Background

Genomic structural variants (SVs), which are deletions, duplications, inversions and translocations of genomic segments, account for the majority of variable base pairs in primate genomes [1, 2]. Because of their sheer size, SVs can have strong effects on gene function and regulation if they overlap with protein-coding (eg, [3]) or regulatory sequences (eg, [4]). Indeed, several studies have revealed important roles that SVs play in human evolution [2, 5] and adaptation [6, 7].

Disruption of a gene’s function by deletion of its coding sequence likely reduces fitness and predisposes humans to several genetic disorders (eg, [810]). Consistent with this notion, deletion variants among humans are distributed significantly away from coding sequences [11] and most exonic deletions are found in very low frequencies in human populations [12]. In a recent study, we searched for unusually old deletion variants that affect coding sequences. Specifically, we identified exonic deletions that evolved before Human-Neanderthal divergence (>500-1,000KYA) [13]. We surmised that it is unlikely for a loss-of-function gene deletion to be maintained for this long, especially under negative selection. Thus, we hypothesized that a number of these ancient deletion variants have been evolving under balancing selection.

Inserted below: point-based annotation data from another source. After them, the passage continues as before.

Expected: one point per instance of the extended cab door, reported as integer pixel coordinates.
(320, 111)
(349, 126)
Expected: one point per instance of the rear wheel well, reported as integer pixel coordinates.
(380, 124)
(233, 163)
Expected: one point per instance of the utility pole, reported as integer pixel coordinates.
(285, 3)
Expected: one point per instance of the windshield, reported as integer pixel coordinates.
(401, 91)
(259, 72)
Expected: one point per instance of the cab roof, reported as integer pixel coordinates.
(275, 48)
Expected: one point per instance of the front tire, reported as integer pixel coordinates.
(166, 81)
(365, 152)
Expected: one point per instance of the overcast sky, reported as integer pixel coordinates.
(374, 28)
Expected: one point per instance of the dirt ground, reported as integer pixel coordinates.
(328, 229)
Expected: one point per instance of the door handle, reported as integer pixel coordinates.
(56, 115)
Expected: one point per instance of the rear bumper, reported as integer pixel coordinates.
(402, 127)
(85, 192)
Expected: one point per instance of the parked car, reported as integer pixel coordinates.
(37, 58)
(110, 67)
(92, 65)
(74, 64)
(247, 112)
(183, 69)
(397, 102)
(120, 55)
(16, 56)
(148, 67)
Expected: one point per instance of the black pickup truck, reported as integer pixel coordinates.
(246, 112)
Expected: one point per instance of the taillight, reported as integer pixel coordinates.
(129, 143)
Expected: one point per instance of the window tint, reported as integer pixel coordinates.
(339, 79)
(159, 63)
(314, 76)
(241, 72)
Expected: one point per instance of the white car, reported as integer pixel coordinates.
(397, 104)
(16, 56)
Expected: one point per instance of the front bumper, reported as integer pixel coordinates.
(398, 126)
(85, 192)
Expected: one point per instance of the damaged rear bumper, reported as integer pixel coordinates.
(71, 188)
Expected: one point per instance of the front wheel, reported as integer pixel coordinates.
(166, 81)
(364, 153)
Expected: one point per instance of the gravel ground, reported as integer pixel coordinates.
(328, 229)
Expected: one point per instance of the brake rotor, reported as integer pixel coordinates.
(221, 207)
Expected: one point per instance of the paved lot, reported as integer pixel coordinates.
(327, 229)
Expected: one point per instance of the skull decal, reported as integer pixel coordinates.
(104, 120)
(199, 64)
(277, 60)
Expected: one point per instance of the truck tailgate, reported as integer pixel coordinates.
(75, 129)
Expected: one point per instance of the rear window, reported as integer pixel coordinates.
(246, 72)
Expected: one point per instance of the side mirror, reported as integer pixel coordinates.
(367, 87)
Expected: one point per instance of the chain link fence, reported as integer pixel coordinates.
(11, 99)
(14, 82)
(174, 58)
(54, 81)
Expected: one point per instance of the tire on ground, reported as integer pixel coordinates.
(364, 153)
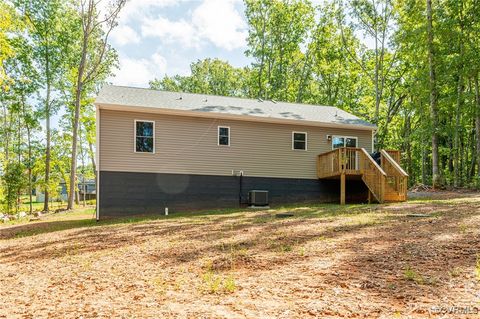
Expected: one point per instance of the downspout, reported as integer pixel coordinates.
(240, 202)
(97, 155)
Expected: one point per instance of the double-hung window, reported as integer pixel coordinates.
(299, 141)
(144, 136)
(224, 135)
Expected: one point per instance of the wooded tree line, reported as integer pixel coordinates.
(409, 66)
(54, 55)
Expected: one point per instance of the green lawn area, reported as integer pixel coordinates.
(324, 261)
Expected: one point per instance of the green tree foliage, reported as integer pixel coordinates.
(14, 182)
(209, 76)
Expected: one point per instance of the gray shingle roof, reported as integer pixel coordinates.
(148, 98)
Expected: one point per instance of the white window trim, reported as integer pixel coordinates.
(344, 139)
(293, 141)
(135, 136)
(218, 135)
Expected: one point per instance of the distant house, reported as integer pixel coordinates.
(182, 151)
(87, 187)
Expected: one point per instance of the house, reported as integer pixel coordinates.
(86, 190)
(158, 150)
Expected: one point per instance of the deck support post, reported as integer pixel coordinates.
(342, 189)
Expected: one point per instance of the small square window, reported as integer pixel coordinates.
(224, 135)
(144, 136)
(299, 141)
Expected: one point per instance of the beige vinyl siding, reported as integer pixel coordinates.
(190, 145)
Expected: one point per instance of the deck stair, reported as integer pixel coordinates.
(386, 182)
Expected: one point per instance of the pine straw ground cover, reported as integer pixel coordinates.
(325, 262)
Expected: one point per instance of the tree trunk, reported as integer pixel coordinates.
(433, 97)
(477, 126)
(92, 157)
(47, 150)
(76, 119)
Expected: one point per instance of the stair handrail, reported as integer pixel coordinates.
(374, 177)
(394, 163)
(365, 153)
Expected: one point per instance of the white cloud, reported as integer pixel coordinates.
(138, 72)
(215, 21)
(219, 22)
(176, 32)
(123, 35)
(138, 9)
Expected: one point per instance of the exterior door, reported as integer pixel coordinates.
(351, 161)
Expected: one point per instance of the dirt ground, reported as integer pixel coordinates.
(411, 260)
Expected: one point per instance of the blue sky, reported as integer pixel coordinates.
(158, 37)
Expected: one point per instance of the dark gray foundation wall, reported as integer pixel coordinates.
(129, 194)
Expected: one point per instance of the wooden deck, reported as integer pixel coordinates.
(385, 182)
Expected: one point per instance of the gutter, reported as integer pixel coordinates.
(249, 118)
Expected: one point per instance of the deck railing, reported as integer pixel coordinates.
(353, 161)
(338, 161)
(373, 176)
(395, 155)
(397, 178)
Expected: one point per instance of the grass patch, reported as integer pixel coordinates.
(477, 268)
(213, 283)
(411, 275)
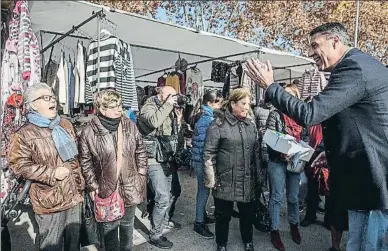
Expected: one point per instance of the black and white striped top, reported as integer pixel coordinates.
(116, 69)
(109, 51)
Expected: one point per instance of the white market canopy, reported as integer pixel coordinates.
(155, 44)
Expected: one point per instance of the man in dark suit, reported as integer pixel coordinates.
(353, 110)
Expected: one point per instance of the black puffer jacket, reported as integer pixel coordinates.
(230, 157)
(275, 122)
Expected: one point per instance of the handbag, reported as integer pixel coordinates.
(321, 175)
(112, 208)
(150, 143)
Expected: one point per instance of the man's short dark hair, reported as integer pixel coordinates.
(335, 28)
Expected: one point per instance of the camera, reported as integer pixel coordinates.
(182, 100)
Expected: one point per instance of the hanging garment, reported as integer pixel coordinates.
(182, 82)
(312, 83)
(62, 94)
(65, 106)
(10, 73)
(226, 87)
(219, 71)
(173, 81)
(80, 90)
(194, 85)
(13, 120)
(234, 80)
(125, 77)
(247, 82)
(110, 48)
(52, 80)
(161, 81)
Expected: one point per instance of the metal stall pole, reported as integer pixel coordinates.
(98, 53)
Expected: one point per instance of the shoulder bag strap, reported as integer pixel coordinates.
(119, 152)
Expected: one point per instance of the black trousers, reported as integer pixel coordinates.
(61, 230)
(118, 235)
(223, 214)
(176, 191)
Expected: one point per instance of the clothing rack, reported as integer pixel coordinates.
(223, 58)
(94, 15)
(60, 34)
(200, 62)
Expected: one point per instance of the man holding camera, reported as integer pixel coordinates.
(161, 118)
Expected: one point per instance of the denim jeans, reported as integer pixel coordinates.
(202, 193)
(61, 230)
(368, 230)
(279, 178)
(176, 191)
(223, 213)
(161, 185)
(118, 235)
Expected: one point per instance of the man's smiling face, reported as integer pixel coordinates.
(322, 50)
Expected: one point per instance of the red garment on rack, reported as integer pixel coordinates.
(293, 128)
(315, 136)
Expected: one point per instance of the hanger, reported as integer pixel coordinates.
(104, 33)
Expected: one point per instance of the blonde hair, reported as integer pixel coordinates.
(235, 96)
(105, 98)
(293, 88)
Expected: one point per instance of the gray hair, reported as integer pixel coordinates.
(336, 29)
(29, 94)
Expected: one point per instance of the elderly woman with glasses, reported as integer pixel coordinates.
(114, 160)
(45, 152)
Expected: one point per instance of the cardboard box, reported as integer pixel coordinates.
(288, 145)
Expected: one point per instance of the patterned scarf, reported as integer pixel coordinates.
(66, 147)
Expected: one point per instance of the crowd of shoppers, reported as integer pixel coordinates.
(110, 163)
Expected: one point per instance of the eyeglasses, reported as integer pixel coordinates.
(46, 98)
(115, 107)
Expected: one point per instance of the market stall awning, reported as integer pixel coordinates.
(155, 44)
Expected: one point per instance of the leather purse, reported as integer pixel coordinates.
(112, 208)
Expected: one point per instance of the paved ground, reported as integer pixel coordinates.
(315, 238)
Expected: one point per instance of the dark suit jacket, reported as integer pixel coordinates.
(353, 110)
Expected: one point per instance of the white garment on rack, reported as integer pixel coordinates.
(194, 85)
(66, 104)
(79, 74)
(62, 94)
(125, 77)
(76, 87)
(109, 51)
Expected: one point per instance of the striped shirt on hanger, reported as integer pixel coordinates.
(125, 77)
(312, 83)
(109, 51)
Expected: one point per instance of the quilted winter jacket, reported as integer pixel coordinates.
(275, 122)
(200, 134)
(230, 158)
(33, 156)
(97, 157)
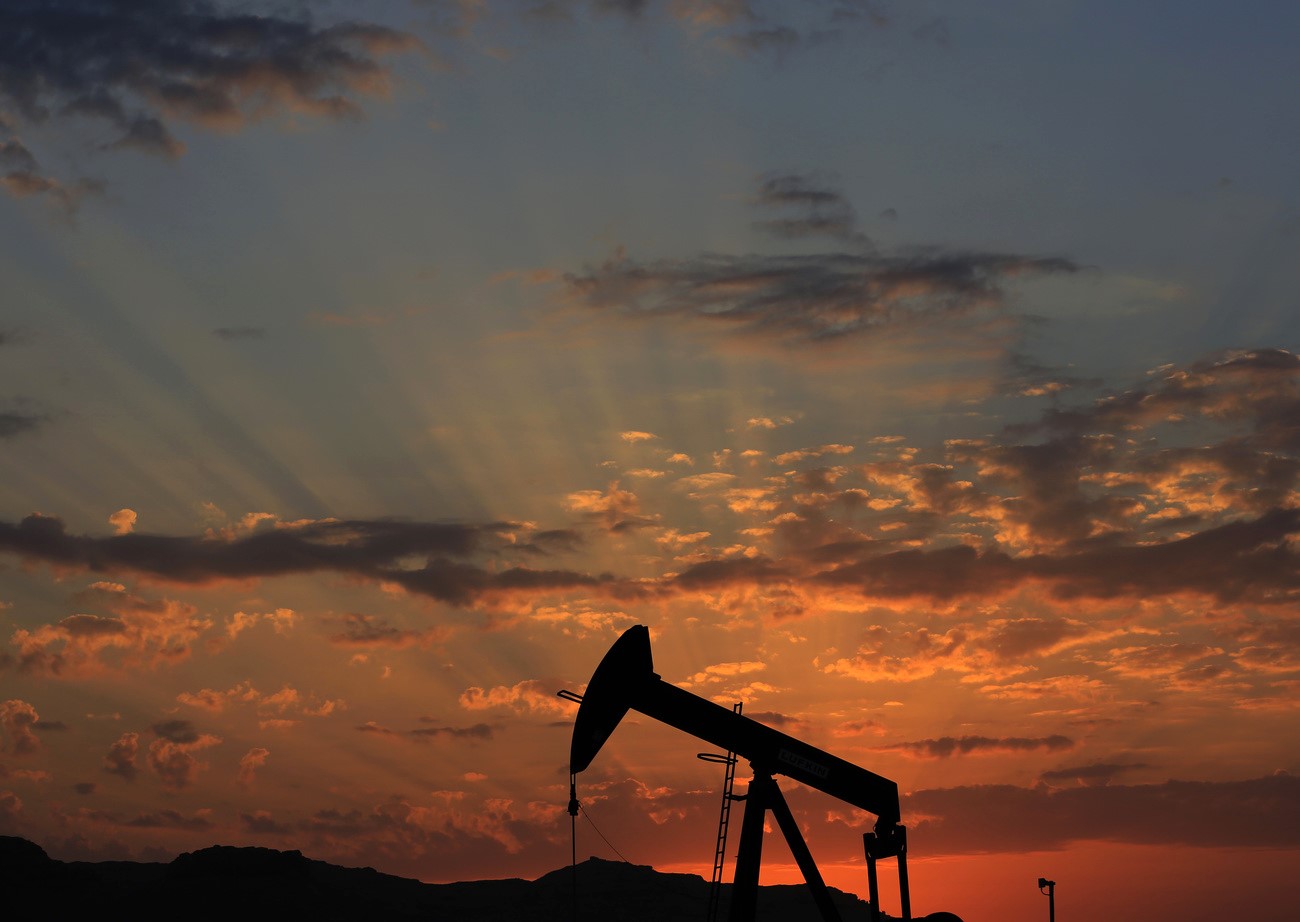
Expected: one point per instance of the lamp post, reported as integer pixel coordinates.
(1051, 886)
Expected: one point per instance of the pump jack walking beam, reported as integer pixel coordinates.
(625, 680)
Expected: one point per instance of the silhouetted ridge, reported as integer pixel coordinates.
(226, 882)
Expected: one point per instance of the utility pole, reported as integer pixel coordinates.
(1051, 886)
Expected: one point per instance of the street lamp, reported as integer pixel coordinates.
(1051, 886)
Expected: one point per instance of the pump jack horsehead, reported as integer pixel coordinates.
(625, 680)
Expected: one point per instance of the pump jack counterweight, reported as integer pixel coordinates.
(625, 680)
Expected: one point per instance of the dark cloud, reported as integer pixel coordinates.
(263, 823)
(367, 631)
(479, 731)
(235, 333)
(1099, 773)
(1261, 386)
(1236, 562)
(806, 206)
(1028, 636)
(945, 747)
(18, 719)
(17, 423)
(176, 731)
(1259, 813)
(800, 301)
(143, 64)
(121, 757)
(778, 719)
(362, 548)
(170, 819)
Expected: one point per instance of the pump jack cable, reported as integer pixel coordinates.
(588, 818)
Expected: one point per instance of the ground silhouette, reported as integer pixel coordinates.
(263, 883)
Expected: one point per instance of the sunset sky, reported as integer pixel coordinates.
(923, 373)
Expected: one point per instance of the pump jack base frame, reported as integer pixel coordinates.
(878, 848)
(763, 795)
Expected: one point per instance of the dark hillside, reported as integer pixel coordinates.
(261, 883)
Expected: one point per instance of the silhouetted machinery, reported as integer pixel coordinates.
(625, 679)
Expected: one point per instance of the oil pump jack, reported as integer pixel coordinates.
(625, 680)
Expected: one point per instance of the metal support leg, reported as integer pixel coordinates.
(902, 874)
(872, 886)
(745, 887)
(802, 856)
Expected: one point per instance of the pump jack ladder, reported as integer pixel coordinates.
(729, 760)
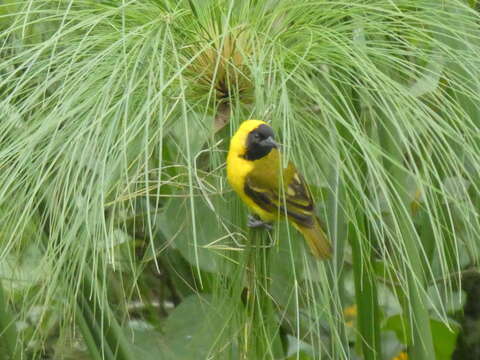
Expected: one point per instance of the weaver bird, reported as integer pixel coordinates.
(255, 172)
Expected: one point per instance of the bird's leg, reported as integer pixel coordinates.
(255, 222)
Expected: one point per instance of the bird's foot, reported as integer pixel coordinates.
(255, 222)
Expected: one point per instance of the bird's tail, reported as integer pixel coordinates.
(317, 240)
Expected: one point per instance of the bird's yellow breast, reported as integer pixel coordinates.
(237, 172)
(238, 168)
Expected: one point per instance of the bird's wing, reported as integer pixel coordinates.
(273, 197)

Balancing selection has enjoyed a renewed interest in the evolutionary genomics community. In its most basic form, balancing selection can be thought of as the combination of adaptive forces that maintain variation longer than expected under neutrality [14, 15]. Based on the analyses of recently available human and nonhuman primate genomes, several variants have been shown to be evolving under long-term balancing selection in the human-chimpanzee lineage [16, 17]. In addition, multiple instances of balancing selection within the human gene pool have been reported in the last decade [1823].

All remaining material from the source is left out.